Kleine Grundlage für Impromusiker

Mich haben schon öfters Musiker, die beim Improtheater die Musik machen, gefragt, was sie spielen sollen oder was sie noch anders machen können, wenn sie Lieder improvisieren. Was sie spielen sollen, habe ich ihnen natürlich nicht gesagt. Immerhin widerspräche das der Natur der Improvisation. Aber ich habe weniger erfahrenen Musikern immer nahegelegt, sich mit der Stufentheorie zu beschäftigen. Diese hier im Detail zu erklären würde zu weit führen. Ich möchte es kurz machen und ein kleines Beispiel bringen.

Wir nehmen der Einfachheit halber die Tonart C-Dur. Die Tonleiter wird aus diesen Tönen gebildet:

c d e f g a h c

Jeder Ton entspricht einer Stufe, die durch nummeriert wird. C ist Stufe I. D Stufe II usw.

Quelle: wikipedia
Daraus kann man Tonleiter eigene Akkorde bauen. Auf dem Klavier sieht das am einfachsten aus und ist gut nachzuvollziehen. Lässt man eine weiße Taste frei, so ergeben sich schon die Tonleiter eigenen Akkorde.

Quelle: wikipedia

Es ergeben sich Akkorde mit folgender Bezeichnung:

Stufe I: C
Stufe II: Dm
Stufe III: Em
Stufe IV: F
Stufe V: G
Stufe VI: Am
Stufe VII: H verm.
Stufe VIII = Stufe I

Dies sind die Bausteine für unsere improvisierte Liedbegleitung. Nichts anderes sind Improsongs im Improtheater. Eine Grundregel sei vorweg noch erklärt. Die Beziehung der Stufe I und Stufe V ist am prägnantesten. Stufe V (G) wird auch als Dominante bezeichnet und führt immer wieder zu Stufe I (C), der Tonika, zurück. Oft wird die V auch mit einer kleinen Septime erweitert und wird damit zum Dominant-Sept-Akkord G7. Auch ist zu berücksichtigen, dass jeder Akkord die Dominante einer Tonart sein kann.
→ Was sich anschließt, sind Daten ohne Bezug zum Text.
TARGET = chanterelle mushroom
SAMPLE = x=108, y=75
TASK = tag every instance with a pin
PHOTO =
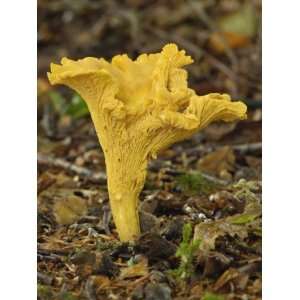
x=138, y=108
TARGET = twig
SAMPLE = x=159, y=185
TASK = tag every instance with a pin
x=44, y=279
x=248, y=148
x=81, y=171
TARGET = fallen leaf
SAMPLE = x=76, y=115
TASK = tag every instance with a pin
x=208, y=232
x=69, y=210
x=216, y=162
x=137, y=270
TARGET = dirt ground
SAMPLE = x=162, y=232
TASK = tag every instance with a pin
x=200, y=208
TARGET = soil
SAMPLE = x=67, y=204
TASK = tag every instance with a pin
x=209, y=184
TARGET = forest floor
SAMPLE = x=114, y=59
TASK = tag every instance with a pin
x=200, y=209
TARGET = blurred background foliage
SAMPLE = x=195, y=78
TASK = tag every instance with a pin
x=223, y=37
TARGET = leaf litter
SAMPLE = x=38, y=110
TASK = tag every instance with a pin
x=211, y=182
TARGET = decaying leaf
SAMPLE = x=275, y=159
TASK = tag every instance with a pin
x=216, y=162
x=70, y=209
x=208, y=232
x=137, y=270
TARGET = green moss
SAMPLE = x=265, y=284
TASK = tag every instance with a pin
x=211, y=296
x=45, y=292
x=185, y=252
x=194, y=183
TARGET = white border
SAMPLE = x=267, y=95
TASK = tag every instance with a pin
x=18, y=149
x=281, y=151
x=281, y=155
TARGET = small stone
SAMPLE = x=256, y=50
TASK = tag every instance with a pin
x=157, y=291
x=138, y=293
x=148, y=222
x=83, y=257
x=155, y=247
x=107, y=266
x=156, y=277
x=173, y=229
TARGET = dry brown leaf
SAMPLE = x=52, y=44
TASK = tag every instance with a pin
x=138, y=270
x=217, y=162
x=69, y=210
x=101, y=282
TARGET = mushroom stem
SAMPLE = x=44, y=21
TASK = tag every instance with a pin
x=126, y=178
x=126, y=218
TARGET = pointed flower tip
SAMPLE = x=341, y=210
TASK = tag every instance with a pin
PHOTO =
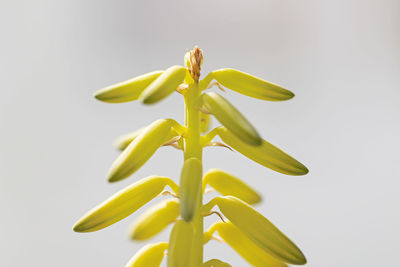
x=112, y=178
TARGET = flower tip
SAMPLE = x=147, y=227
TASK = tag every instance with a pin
x=78, y=227
x=113, y=178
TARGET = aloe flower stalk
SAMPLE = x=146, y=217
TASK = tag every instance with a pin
x=241, y=226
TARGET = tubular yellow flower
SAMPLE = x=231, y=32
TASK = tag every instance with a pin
x=124, y=140
x=155, y=219
x=231, y=118
x=216, y=263
x=180, y=244
x=228, y=184
x=123, y=203
x=260, y=230
x=164, y=85
x=141, y=149
x=149, y=255
x=266, y=154
x=245, y=247
x=128, y=90
x=247, y=84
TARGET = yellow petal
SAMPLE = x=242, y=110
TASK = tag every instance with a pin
x=190, y=188
x=141, y=149
x=231, y=118
x=266, y=154
x=250, y=85
x=149, y=255
x=164, y=85
x=123, y=203
x=245, y=247
x=124, y=140
x=155, y=219
x=228, y=184
x=260, y=230
x=205, y=121
x=180, y=244
x=216, y=263
x=128, y=90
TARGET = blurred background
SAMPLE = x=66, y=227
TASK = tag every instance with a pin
x=340, y=58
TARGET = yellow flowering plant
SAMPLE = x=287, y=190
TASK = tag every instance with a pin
x=241, y=226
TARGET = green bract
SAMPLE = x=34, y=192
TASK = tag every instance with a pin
x=248, y=232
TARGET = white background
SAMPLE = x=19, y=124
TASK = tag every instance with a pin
x=340, y=58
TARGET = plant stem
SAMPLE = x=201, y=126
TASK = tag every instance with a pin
x=193, y=148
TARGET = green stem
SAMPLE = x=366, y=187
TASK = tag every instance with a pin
x=193, y=148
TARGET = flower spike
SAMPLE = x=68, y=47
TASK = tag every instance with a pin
x=190, y=189
x=180, y=244
x=250, y=234
x=231, y=118
x=228, y=184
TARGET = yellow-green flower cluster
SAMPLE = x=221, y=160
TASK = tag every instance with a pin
x=243, y=228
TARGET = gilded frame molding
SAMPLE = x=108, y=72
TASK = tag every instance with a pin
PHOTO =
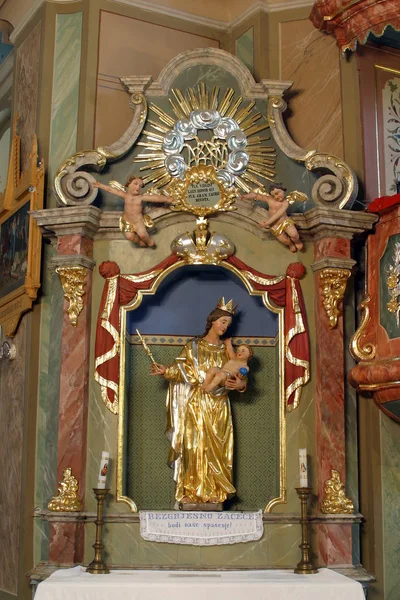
x=22, y=188
x=282, y=498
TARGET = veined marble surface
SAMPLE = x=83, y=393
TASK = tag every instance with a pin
x=13, y=385
x=311, y=60
x=48, y=400
x=391, y=504
x=65, y=92
x=26, y=93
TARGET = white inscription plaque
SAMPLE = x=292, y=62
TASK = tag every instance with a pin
x=200, y=528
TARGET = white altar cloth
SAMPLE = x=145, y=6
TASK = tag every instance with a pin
x=76, y=584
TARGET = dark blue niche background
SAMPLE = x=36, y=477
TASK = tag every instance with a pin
x=185, y=298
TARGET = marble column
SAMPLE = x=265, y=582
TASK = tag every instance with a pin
x=332, y=267
x=74, y=228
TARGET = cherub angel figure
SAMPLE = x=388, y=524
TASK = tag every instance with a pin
x=282, y=226
x=133, y=223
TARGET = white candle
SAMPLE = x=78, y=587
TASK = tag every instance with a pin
x=102, y=479
x=303, y=467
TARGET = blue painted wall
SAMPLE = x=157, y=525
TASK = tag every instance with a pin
x=184, y=299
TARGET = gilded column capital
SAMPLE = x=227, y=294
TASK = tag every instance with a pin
x=333, y=286
x=72, y=280
x=67, y=499
x=335, y=500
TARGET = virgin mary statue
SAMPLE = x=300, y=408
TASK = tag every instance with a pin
x=199, y=423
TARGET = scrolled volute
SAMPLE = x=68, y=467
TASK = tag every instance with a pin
x=73, y=184
x=337, y=186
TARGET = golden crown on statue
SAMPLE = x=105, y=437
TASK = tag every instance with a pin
x=228, y=307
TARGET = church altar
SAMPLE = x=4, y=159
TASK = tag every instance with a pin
x=198, y=585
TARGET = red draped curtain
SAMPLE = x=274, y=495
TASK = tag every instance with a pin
x=121, y=290
x=351, y=21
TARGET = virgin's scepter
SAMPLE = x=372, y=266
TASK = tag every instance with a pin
x=145, y=346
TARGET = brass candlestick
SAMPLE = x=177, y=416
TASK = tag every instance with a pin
x=305, y=566
x=97, y=566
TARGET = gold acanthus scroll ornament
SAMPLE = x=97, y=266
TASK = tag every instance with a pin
x=333, y=286
x=368, y=351
x=335, y=500
x=67, y=499
x=72, y=280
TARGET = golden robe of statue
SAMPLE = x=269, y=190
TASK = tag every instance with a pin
x=199, y=423
x=199, y=426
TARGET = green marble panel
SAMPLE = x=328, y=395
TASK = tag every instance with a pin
x=65, y=92
x=391, y=506
x=124, y=547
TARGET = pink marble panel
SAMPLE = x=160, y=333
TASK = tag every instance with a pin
x=334, y=545
x=74, y=381
x=387, y=226
x=334, y=541
x=75, y=244
x=330, y=426
x=26, y=90
x=66, y=539
x=67, y=543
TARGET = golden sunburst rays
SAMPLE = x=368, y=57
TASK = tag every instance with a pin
x=213, y=151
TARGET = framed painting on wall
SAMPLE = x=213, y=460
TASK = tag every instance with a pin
x=20, y=238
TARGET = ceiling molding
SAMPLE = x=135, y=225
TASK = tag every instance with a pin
x=266, y=6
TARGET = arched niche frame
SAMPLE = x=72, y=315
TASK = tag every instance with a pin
x=120, y=390
x=335, y=187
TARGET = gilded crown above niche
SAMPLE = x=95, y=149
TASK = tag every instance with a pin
x=206, y=123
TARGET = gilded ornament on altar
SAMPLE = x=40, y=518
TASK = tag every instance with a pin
x=227, y=158
x=368, y=351
x=202, y=247
x=201, y=192
x=72, y=280
x=67, y=499
x=393, y=284
x=333, y=286
x=335, y=500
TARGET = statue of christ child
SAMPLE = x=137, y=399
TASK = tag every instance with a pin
x=236, y=365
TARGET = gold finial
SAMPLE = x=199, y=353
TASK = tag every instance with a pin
x=335, y=500
x=67, y=499
x=228, y=307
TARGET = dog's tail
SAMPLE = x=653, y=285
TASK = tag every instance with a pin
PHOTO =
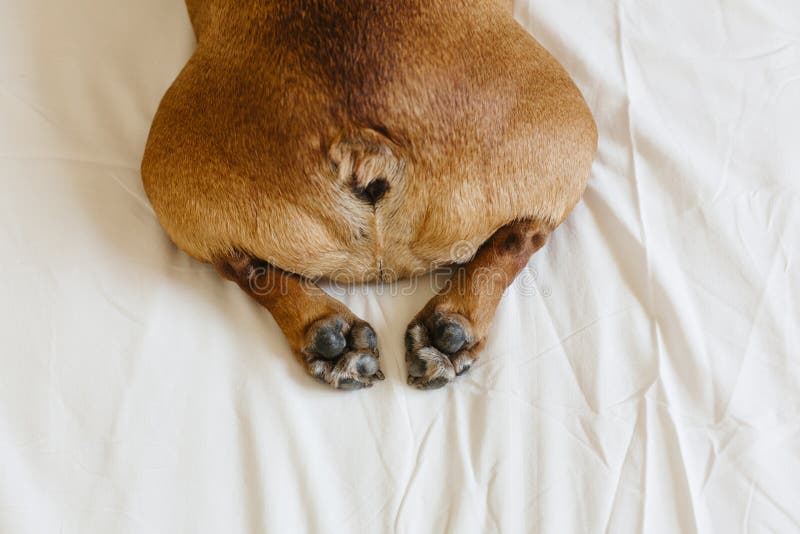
x=368, y=163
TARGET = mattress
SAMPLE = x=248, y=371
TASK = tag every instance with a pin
x=642, y=375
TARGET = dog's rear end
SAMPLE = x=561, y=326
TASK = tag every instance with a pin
x=363, y=140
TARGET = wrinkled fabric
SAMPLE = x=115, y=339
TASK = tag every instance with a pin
x=642, y=375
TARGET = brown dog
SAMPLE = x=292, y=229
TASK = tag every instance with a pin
x=364, y=140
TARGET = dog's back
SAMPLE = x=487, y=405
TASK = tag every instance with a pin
x=359, y=140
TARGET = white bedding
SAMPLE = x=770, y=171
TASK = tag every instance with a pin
x=643, y=376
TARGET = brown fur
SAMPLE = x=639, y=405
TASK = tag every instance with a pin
x=361, y=140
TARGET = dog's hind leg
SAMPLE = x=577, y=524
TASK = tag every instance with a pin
x=444, y=339
x=333, y=344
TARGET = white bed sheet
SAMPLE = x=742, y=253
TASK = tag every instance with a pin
x=644, y=376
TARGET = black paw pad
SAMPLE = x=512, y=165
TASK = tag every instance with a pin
x=449, y=337
x=329, y=342
x=349, y=384
x=362, y=337
x=367, y=365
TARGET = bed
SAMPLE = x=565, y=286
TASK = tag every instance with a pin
x=642, y=375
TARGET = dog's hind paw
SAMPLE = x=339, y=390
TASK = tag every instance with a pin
x=342, y=353
x=438, y=349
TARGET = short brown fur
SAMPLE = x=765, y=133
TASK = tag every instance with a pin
x=289, y=113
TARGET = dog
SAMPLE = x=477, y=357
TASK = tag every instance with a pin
x=368, y=140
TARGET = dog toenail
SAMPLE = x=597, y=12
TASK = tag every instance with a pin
x=417, y=368
x=449, y=337
x=329, y=344
x=349, y=384
x=436, y=383
x=367, y=365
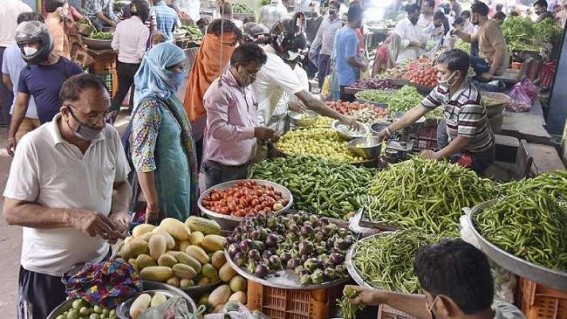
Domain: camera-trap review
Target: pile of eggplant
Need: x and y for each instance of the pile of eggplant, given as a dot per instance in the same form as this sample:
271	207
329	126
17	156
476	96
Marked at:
311	246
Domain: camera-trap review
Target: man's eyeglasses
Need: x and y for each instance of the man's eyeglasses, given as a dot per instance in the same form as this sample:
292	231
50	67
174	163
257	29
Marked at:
92	118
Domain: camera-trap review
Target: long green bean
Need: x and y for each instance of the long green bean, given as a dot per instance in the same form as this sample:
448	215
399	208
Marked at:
425	194
530	226
318	186
386	261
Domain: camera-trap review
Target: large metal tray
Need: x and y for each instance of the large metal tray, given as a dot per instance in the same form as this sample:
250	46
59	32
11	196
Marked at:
545	276
231	222
283	279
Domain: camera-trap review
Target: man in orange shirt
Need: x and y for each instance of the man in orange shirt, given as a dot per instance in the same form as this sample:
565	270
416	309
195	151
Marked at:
56	11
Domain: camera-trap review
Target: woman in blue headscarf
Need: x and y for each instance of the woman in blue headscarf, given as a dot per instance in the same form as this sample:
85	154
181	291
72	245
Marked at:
162	148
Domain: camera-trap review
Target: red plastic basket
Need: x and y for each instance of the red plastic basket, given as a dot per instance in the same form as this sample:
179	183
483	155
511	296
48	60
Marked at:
540	302
280	303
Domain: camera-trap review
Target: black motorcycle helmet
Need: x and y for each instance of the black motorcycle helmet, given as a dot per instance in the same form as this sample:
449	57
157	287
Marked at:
288	36
34	32
255	33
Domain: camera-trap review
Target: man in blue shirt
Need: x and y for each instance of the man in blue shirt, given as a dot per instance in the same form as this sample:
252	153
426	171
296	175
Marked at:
42	78
166	18
348	63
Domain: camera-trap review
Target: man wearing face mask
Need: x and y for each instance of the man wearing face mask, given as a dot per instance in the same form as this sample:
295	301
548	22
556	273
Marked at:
413	37
493	51
68	189
42	78
456	282
325	40
464	136
232	124
276	77
56	11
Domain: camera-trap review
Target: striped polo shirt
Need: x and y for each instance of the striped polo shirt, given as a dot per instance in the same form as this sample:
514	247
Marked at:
464	115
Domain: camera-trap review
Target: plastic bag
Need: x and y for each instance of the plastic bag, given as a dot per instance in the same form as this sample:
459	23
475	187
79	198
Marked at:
106	283
529	88
236	310
520	101
174	308
504	281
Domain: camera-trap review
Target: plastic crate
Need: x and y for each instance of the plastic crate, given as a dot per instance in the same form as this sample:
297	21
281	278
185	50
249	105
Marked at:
280	303
387	312
540	302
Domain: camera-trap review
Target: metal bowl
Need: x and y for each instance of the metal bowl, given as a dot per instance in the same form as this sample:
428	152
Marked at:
348	133
538	273
368	147
123	310
230	222
304	119
377	127
97	44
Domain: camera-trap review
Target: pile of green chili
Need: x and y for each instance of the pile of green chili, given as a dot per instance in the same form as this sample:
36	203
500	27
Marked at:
425	194
386	261
552	183
530	226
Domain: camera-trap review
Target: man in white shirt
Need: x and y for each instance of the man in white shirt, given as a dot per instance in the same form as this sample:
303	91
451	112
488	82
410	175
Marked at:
456	282
12	66
413	37
68	188
276	76
426	17
130	40
9	12
325	39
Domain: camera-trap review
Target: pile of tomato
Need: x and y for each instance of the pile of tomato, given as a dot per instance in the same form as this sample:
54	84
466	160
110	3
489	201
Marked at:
423	75
244	199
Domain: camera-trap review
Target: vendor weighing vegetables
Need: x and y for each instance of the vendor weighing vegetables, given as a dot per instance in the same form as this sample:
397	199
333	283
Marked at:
456	282
464	135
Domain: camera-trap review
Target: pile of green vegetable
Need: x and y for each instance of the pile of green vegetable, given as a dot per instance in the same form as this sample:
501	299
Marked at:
398	101
524	34
552	183
241	8
386	261
101	35
193	31
424	194
462	45
318	186
313	247
530	226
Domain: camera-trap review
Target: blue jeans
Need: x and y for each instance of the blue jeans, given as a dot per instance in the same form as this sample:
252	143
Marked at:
480	161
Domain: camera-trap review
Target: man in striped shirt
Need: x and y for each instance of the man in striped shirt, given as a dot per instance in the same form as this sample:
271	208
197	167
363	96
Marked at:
464	136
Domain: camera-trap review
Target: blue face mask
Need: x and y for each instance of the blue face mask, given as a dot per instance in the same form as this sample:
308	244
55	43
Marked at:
176	79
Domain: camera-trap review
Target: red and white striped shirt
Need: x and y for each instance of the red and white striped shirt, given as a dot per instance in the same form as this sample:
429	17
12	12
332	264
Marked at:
464	115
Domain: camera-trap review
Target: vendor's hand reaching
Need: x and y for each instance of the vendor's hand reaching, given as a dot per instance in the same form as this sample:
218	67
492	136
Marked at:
121	220
96	224
263	133
486	76
366	296
297	107
429	154
349	121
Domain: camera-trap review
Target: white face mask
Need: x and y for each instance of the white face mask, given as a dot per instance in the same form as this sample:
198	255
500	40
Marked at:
30	50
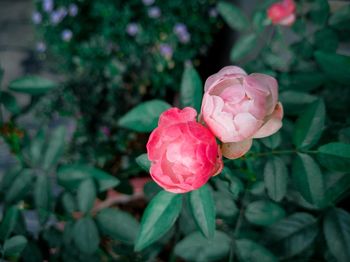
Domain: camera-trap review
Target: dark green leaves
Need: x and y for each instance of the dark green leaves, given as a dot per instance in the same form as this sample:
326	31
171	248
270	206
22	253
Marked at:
14	246
250	251
263	213
70	176
203	210
159	216
118	225
291	235
42	197
309	126
191	88
85	235
233	16
144	117
195	247
32	85
86	195
55	148
143	162
337	233
276	178
335	156
243	47
308	179
337	67
8	222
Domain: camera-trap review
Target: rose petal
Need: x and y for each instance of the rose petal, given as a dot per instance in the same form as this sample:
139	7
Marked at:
273	124
228	70
236	149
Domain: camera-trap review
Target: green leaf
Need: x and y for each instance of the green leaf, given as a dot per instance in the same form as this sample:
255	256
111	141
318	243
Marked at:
319	11
203	210
20	186
191	88
276	178
336	228
144	117
159	216
143	162
85	235
251	251
118	225
337	67
32	85
326	40
309	126
291	235
36	148
233	16
70	176
308	179
272	141
335	156
263	213
340	19
243	47
195	247
55	148
86	195
294	102
8	222
9	101
42	197
14	246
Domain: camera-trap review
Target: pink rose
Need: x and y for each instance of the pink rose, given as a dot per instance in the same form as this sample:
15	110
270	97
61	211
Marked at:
282	13
183	153
238	107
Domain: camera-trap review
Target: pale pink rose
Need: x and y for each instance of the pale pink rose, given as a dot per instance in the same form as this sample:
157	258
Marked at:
282	13
184	154
238	107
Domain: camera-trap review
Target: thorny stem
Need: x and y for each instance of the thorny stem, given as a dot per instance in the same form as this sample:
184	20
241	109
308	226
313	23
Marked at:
279	152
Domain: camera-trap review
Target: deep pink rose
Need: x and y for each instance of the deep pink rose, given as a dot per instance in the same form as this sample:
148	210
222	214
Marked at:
238	107
183	153
282	13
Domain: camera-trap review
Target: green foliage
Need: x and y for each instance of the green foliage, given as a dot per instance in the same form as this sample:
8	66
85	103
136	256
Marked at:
32	85
191	88
195	247
159	216
144	117
203	210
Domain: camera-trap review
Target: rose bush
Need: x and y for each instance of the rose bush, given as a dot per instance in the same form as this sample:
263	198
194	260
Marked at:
282	13
238	107
184	154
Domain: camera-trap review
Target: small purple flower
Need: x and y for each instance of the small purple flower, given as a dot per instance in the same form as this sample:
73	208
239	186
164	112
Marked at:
154	12
132	29
182	33
66	35
148	2
105	130
73	9
166	50
47	5
36	18
40	47
213	12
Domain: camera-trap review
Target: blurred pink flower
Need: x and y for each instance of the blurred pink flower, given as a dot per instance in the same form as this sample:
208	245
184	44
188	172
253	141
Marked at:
282	13
184	153
238	107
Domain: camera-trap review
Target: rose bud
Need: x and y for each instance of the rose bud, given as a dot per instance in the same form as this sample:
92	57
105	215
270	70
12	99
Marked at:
238	107
184	154
282	13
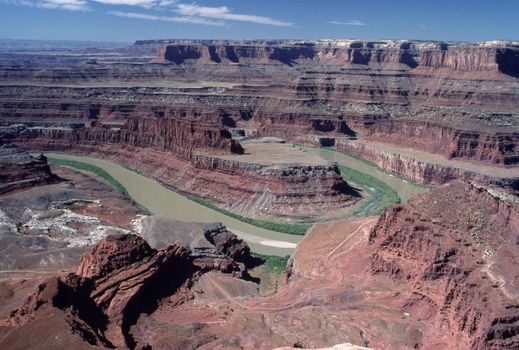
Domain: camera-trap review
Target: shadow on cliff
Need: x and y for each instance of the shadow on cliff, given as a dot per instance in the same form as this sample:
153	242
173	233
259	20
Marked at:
345	188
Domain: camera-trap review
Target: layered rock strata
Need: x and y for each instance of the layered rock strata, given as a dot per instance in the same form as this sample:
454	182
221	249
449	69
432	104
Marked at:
189	161
18	169
115	281
456	250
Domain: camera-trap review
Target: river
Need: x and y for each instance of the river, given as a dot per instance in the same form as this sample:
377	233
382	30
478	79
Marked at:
162	201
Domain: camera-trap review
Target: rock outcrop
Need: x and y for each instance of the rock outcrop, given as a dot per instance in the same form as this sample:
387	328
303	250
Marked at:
115	281
483	57
456	249
18	169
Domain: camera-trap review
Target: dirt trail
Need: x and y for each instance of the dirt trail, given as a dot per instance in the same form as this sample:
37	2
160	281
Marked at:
364	228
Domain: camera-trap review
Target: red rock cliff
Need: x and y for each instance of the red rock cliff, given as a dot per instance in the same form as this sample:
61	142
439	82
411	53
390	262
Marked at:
457	250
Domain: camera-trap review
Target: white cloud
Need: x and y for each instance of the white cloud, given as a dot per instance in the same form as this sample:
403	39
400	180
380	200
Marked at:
187	13
224	13
352	22
70	5
141	3
176	19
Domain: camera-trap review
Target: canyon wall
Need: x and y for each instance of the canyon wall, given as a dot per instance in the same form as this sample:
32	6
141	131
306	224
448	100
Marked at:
458	100
420	169
453	248
19	170
340	53
195	168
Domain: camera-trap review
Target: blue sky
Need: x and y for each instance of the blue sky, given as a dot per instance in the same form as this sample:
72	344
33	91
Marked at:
129	20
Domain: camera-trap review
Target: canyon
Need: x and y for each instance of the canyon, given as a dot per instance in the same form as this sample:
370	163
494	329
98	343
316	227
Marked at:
413	245
432	273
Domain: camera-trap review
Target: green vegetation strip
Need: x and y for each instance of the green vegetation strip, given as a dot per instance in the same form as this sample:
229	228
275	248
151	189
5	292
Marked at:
380	197
273	264
93	169
293	229
371	164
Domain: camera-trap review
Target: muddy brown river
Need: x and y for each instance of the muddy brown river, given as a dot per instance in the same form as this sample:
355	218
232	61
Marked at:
162	201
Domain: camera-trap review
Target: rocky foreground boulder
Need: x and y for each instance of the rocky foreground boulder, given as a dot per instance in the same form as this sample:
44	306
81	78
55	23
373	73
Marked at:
117	280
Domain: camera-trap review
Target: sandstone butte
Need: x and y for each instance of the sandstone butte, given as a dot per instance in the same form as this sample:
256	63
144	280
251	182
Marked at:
195	99
437	272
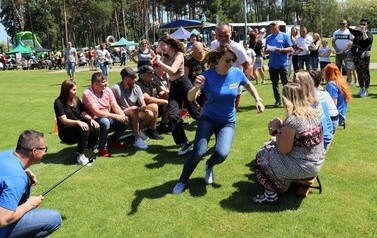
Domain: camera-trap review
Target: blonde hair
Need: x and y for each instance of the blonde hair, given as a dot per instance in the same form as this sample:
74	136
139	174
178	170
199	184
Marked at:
296	103
332	73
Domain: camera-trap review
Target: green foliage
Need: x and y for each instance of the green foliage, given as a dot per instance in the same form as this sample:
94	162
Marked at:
129	195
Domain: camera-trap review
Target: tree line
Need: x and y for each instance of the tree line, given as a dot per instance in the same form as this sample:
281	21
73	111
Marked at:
89	22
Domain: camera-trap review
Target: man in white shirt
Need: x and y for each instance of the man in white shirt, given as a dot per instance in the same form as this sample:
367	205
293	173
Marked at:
342	42
302	44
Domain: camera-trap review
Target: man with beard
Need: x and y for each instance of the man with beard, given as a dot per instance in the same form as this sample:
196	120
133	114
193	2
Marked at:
131	99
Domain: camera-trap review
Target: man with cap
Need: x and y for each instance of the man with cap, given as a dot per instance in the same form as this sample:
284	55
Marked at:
342	42
278	45
97	99
155	97
131	100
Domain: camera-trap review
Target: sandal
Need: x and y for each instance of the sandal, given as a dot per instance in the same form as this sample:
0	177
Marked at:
266	198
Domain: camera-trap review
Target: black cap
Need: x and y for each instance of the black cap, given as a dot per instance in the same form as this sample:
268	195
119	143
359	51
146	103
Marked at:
145	69
128	72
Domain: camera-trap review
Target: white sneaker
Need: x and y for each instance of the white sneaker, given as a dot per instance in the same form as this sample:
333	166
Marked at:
209	175
179	187
82	160
139	143
143	134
Meist in Dur und noch verstärkerter mit der kleinen Septime als Dominant-Septakkord. Zu meinem Beispiel. Hier die Übersicht:

Teil A
||: C | Em | F | G7 :||

Teil B
||: C | F | Am | G7 | :||


Teil A könnte als Strophe fungieren, Teil B als Refrain. Die Kombinationen, die ich gewählt habe stammen einzig aus den Tonleiter eigenen Akkorden. Das G7 am Ende fürt wieder zum Anfang der Schleife, auch Turn-Arounds genannt. Das macht es den Improspielern leicht, zu merken, wo der Anfang und wann eine Schleife vorbei ist. Auch im B-Teil habe ich auf Eindeutigkeit geachtet. So ist der Refrain nur eine kleine Abwandlung der Strophe. Will man es unerfahrenen Improspielern leichter machen, spielt man die Dominante (oder Stufe V des Folgeakkords) sogar bis zu einem oder zwei Takten lang. Da die kleine Septime so sehr nach Auflösung drängt, weiß eigentlich jeder, welcher Akkord folgen muss. Das haben wir bereits bei den einfachsten Volks- und Kinderliedern gelernt und ist kaum aus unseren Hirnen zu streichen.

Ein weiteres Beispiel


Teil A
||: Am | Em | F | G :||

Teil B
||: C | Dm | G | C :||

Hier habe ich mit der Stufe VI begonnen und es existiert auf den ersten Blick nicht wirklich die V-I-Verbindung. Da Am jedoch die parallele Moll-Tonart von C-Dur ist, mit den selben (fehlenden) Vorzeichen, sind sie verwand. G ist immer noch ein geschmeidiger Übergang zu Am, da die Akkorde immer noch Tonleiter eigen sind. Will man es ganz klassisch genau nehmen, könnte man auch G ersetzen mit der Stufe V der Tonart a-moll, aber das würde hier zu weit führen. E ist dann die Dominante in Am und führt noch eindeutiger zurück zur Tonika, der Stufe I. Wir bleiben aber bei C-Dur. In Teil B beginne ich mit C. Das passt hervorragend zum Teil A, da er mit G, also der Stufe V, endet. Diese führt laut Theorie perfekt zur Stufe I, C-Dur. Es schließt sich eine Kombination aus I-II-V-I an. Diese Verbindung ist widerum sehr beliebt in Jazz, Pop, Schlager und vielen anderen Genres. Auch hier gibt es wieder eine V vor der I und alle Akkorde sind Leiter eigen.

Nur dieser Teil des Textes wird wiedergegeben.